Kritiker der ägyptischen Führung in deutscher Haft Tegeler Politikum

KAIRO · Es ist nicht ungewöhnliches, dass jemand, gegen den ein Haftbefehl von Interpol vorliegt, in Deutschland festgenommen wird. Wenn dieser aber eine bekannter Journalist des arabischen Fernsehsenders Al-Dschasira ist und der Haftbefehl von der fragwürdigen ägyptischen Justiz ausgeht, dann wird der Fall zum Politikum.

 In deutscher Haft: Der Journalist Ahmed Mansur.

In deutscher Haft: Der Journalist Ahmed Mansur.

Foto: dpa

Genau das ist geschehen, als am Samstag Ahmed Mansur, der die in der arabischen Welt bekannte Interviewsendung Bi La Hudud, (Ohne Grenzen) moderiert, von der Bundespolizei am Flughafen Tegel festgenommen wurde. Mansur soll heute einem Richter vorgeführt werden. Die Bundespolizei bestätigte, dass ein mit internationalem Haftbefehl gesuchter Journalist aus Ägypten festgenommen wurde, als er nach Doha fliegen wollte.

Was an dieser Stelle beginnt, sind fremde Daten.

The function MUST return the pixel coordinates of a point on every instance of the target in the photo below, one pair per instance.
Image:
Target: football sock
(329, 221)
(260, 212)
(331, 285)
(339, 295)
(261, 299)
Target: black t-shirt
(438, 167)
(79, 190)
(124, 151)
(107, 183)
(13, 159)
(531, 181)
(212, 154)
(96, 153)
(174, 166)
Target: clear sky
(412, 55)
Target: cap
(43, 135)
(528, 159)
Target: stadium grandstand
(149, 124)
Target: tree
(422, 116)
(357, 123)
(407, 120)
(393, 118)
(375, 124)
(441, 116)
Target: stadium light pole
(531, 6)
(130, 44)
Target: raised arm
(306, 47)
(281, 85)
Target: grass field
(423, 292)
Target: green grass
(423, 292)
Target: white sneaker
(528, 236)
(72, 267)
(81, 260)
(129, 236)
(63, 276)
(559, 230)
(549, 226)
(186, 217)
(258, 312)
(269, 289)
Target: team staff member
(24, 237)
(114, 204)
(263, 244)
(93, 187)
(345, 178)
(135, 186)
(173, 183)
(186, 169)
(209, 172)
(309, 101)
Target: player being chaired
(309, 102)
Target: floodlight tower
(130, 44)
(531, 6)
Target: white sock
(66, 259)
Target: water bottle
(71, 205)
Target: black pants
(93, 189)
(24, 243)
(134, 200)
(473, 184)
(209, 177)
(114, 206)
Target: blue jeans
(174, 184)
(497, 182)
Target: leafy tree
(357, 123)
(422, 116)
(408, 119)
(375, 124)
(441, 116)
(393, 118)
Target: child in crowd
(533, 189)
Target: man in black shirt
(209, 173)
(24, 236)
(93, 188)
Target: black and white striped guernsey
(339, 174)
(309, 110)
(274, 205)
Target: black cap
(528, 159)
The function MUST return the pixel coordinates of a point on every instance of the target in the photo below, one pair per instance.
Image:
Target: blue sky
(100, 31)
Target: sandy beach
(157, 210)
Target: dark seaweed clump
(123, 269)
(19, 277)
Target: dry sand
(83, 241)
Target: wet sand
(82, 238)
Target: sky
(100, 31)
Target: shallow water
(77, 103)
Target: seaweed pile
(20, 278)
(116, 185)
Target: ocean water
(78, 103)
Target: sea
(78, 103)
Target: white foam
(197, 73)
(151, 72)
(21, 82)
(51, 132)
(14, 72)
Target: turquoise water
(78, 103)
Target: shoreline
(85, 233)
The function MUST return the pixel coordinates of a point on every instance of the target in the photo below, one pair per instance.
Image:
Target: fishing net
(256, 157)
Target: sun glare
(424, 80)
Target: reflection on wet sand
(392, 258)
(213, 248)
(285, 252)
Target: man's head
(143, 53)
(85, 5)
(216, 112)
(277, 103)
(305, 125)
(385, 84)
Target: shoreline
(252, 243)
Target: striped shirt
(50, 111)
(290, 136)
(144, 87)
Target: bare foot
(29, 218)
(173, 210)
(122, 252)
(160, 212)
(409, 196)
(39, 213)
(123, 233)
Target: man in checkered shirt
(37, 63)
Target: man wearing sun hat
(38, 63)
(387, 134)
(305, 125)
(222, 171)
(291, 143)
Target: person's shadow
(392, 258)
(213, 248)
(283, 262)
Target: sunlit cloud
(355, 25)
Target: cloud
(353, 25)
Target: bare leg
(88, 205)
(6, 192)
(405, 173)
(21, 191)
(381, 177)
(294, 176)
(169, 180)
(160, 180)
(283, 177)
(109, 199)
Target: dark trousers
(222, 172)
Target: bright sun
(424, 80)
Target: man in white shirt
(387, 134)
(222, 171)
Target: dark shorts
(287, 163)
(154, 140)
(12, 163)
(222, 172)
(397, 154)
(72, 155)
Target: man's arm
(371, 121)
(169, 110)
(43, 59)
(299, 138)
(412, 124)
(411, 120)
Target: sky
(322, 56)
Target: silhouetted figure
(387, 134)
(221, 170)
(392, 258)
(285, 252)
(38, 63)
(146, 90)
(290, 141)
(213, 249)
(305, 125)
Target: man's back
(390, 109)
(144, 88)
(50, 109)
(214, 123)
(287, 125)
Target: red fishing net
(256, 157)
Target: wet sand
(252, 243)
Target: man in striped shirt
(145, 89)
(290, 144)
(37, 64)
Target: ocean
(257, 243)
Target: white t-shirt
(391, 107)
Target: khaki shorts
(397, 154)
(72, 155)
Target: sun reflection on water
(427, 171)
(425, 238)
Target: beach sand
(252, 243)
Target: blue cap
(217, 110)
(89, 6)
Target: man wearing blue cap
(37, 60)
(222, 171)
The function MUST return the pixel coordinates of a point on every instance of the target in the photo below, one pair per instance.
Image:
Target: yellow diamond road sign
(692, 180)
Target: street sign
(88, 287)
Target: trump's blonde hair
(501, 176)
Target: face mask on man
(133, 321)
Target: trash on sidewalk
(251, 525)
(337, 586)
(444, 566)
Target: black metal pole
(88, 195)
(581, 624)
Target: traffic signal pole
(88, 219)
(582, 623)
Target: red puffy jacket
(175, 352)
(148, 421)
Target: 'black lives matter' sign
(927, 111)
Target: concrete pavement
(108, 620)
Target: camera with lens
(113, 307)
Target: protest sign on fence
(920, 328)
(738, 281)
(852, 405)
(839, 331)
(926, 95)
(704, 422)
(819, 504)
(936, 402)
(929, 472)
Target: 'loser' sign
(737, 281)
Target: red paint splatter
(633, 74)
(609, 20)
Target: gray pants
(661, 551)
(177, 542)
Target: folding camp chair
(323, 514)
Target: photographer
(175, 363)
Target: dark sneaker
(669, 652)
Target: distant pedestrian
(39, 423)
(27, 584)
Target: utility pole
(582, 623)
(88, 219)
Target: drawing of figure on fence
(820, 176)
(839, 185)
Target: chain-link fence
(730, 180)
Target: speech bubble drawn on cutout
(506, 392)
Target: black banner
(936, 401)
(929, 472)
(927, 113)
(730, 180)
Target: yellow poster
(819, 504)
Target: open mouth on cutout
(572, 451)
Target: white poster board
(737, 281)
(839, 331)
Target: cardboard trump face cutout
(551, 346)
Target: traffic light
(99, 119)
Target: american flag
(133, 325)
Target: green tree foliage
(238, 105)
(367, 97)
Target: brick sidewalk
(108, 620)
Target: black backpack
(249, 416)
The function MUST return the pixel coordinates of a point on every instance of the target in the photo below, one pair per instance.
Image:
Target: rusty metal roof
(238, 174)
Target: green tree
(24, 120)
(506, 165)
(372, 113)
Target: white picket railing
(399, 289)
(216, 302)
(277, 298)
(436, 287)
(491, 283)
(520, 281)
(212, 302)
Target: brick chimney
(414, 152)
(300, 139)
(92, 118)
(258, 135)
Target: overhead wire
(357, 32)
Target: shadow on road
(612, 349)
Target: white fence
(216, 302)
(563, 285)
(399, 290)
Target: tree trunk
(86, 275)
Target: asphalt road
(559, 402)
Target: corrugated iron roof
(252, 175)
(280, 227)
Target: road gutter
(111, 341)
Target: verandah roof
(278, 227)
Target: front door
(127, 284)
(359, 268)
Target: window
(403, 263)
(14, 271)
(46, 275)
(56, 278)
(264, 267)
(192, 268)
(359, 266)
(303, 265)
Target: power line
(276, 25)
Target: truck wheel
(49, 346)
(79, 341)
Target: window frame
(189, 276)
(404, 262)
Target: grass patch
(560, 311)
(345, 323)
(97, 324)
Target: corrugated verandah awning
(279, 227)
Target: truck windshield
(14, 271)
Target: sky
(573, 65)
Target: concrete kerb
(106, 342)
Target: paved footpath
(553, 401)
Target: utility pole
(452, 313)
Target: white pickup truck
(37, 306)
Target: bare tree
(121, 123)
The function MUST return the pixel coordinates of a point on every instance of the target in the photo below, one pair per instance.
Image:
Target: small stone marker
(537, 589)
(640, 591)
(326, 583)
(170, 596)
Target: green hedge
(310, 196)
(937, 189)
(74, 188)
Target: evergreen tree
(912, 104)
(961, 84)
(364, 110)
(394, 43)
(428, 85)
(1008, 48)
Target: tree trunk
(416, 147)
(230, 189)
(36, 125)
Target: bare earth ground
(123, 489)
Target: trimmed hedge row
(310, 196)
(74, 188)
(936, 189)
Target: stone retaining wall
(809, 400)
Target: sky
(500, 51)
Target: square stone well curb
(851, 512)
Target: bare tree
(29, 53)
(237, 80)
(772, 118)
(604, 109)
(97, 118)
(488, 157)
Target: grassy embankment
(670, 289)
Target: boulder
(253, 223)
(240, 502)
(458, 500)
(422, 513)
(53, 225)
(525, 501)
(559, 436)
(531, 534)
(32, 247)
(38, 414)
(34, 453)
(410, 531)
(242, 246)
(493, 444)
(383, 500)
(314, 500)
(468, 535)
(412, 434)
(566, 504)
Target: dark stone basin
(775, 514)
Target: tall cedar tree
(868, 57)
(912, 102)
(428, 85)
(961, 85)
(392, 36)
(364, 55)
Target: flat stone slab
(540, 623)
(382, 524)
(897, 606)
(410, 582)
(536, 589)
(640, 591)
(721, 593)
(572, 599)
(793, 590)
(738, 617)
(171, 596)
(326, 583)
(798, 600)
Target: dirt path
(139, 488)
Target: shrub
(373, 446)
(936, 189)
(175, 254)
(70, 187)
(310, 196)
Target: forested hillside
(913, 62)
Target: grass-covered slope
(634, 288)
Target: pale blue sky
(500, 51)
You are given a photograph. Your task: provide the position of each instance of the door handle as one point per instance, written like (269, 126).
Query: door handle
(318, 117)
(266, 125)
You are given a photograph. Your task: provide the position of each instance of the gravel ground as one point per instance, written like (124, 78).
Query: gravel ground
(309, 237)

Schon an der Frage, ob es einen internationalen Haftbefehl gibt, scheiden sich die Geister. Laut Al-Dschasira hat Interpol den von den ägyptischen Behörden geforderten Haftbefehl vergangenen Oktober abgelehnt. Mansur habe nach eigenen Angaben der Polizei bei seiner Verhaftung entsprechende Dokumente vorgelegt. Der 52-jährige Journalist war von einem ägyptischen Strafgericht letztes Jahr zu 15 Jahren Gefängnis verurteilt worden, weil er an der Folterung eines Anwaltes auf dem Tahrirplatz 2011 beteiligt gewesen sein soll.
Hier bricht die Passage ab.